Taking a lot of inspiration from this Kaggle kernel by Pedro Marcelino, I will go through roughly the same steps using the classic California Housing price dataset in order to practice using Seaborn and doing data exploration in Python.
Secondly, this notebook will be used as a proof of concept of generating markdown version using jupyter nbconvert --to markdown notebook.ipynb
in order to be posted to my Jekyll blog.
import pandas as pd
import numpy as np
import seaborn as sns
import matplotlib.pyplot as plt
from sklearn.datasets.california_housing import fetch_california_housing
from scipy.stats import norm
from scipy import stats
%matplotlib inline
cal_housing = fetch_california_housing()
cal_housing.keys()
dict_keys(['data', 'target', 'feature_names', 'DESCR'])
print(cal_housing.DESCR)
California housing dataset.
The original database is available from StatLib
http://lib.stat.cmu.edu/
The data contains 20,640 observations on 9 variables.
This dataset contains the average house value as target variable
and the following input variables (features): average income,
housing average age, average rooms, average bedrooms, population,
average occupation, latitude, and longitude in that order.
References
----------
Pace, R. Kelley and Ronald Barry, Sparse Spatial Autoregressions,
Statistics and Probability Letters, 33 (1997) 291-297.

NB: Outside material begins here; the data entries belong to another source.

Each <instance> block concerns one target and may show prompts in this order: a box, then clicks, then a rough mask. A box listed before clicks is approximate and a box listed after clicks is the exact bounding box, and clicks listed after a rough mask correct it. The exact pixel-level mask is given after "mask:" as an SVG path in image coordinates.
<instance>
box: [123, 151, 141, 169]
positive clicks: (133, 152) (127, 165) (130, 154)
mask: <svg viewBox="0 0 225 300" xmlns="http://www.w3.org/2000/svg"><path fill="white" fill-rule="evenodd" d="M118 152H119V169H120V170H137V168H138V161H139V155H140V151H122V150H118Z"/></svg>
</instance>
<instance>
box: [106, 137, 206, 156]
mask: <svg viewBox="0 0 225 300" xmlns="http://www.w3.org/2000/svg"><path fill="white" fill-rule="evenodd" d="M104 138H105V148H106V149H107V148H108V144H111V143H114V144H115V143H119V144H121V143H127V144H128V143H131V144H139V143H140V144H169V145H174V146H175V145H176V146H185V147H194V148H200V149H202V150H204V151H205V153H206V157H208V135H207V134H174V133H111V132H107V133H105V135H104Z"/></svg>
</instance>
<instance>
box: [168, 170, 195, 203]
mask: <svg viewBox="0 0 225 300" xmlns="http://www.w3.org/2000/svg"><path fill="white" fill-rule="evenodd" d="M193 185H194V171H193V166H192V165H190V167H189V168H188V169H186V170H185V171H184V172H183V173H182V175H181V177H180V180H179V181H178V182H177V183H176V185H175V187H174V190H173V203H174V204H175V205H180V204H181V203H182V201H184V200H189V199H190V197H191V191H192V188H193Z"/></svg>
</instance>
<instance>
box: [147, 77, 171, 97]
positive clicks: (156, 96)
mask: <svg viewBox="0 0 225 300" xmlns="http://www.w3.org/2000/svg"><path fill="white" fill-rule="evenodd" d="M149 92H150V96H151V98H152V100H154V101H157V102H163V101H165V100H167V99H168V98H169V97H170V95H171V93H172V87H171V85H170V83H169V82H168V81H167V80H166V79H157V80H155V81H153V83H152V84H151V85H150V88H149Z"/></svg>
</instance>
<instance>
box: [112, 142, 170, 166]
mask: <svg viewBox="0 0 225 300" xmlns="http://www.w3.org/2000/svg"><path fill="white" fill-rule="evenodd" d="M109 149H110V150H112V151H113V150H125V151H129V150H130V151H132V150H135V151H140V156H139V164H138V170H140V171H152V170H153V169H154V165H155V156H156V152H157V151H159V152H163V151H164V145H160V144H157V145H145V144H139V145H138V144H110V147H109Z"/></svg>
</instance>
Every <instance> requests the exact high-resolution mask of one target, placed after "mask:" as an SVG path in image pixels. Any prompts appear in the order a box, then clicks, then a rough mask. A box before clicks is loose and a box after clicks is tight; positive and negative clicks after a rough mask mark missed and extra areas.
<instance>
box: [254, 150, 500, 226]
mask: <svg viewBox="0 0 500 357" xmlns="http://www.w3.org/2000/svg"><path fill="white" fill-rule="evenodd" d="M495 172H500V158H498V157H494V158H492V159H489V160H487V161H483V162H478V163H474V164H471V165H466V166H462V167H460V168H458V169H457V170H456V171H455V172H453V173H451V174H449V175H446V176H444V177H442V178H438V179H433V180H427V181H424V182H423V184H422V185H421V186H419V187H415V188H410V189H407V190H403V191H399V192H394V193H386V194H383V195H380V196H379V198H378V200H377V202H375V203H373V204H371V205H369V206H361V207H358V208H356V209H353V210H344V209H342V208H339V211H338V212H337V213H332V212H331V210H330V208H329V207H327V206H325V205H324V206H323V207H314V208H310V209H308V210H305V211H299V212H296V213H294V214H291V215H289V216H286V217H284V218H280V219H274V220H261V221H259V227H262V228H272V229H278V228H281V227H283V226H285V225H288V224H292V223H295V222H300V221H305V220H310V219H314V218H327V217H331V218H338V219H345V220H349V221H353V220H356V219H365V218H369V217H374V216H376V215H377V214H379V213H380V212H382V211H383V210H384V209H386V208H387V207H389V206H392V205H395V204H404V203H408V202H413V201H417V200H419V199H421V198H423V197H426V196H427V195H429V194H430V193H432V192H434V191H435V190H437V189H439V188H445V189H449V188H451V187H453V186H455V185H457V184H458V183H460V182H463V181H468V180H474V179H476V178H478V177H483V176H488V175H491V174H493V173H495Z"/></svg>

X = pd.DataFrame(cal_housing.data, columns=cal_housing.feature_names)
y = pd.DataFrame(cal_housing.target)
y.columns = ['HouseValue']
# Let's keep everything in one df for easy access
housing_data = pd.concat([X, y], axis=1)
housing_data.shape
(20640, 9)
housing_data.head()
MedInc | HouseAge | AveRooms | AveBedrms | Population | AveOccup | Latitude | Longitude | HouseValue | |
---|---|---|---|---|---|---|---|---|---|
0 | 8.3252 | 41.0 | 6.984127 | 1.023810 | 322.0 | 2.555556 | 37.88 | -122.23 | 4.526 |
1 | 8.3014 | 21.0 | 6.238137 | 0.971880 | 2401.0 | 2.109842 | 37.86 | -122.22 | 3.585 |
2 | 7.2574 | 52.0 | 8.288136 | 1.073446 | 496.0 | 2.802260 | 37.85 | -122.24 | 3.521 |
3 | 5.6431 | 52.0 | 5.817352 | 1.073059 | 558.0 | 2.547945 | 37.85 | -122.25 | 3.413 |
4 | 3.8462 | 52.0 | 6.281853 | 1.081081 | 565.0 | 2.181467 | 37.85 | -122.25 | 3.422 |
Feature definitions
As the StatLib webpage is down at the time of this writing, I don’t know if there are any more information available about the dataset. The averages of income and housing price seem very low and similarly, I would have expected the average occupation to be a rate maybe around 50-75% depending on how it was defined.
However, for the purposes of this analysis it shouldn’t not matter too much if they are measured in some unintuitive units, and anyhow since I’m doing this for learning rather than actually providing an accurate analysis, let’s move on.
Distribution of Outcome
sns.distplot(housing_data['HouseValue']);
Ok, if this is not the definition of fishy then I don’t know what is. What seems to have happened is that all average house values above a certain threshold have been adjusted down to the threshold. One possible reason for this might have been in order to avoid them having a too large impact on the average.
maxValue = housing_data.max().HouseValue
nrHouses = housing_data[housing_data.HouseValue == housing_data.max().HouseValue].shape[0]
print("Max house value:\t{} \nNr. of houses:\t\t{}".format(maxValue, nrHouses))
Max house value: 5.00001
Nr. of houses: 965
print("Skewness: %f" % housing_data['HouseValue'].skew())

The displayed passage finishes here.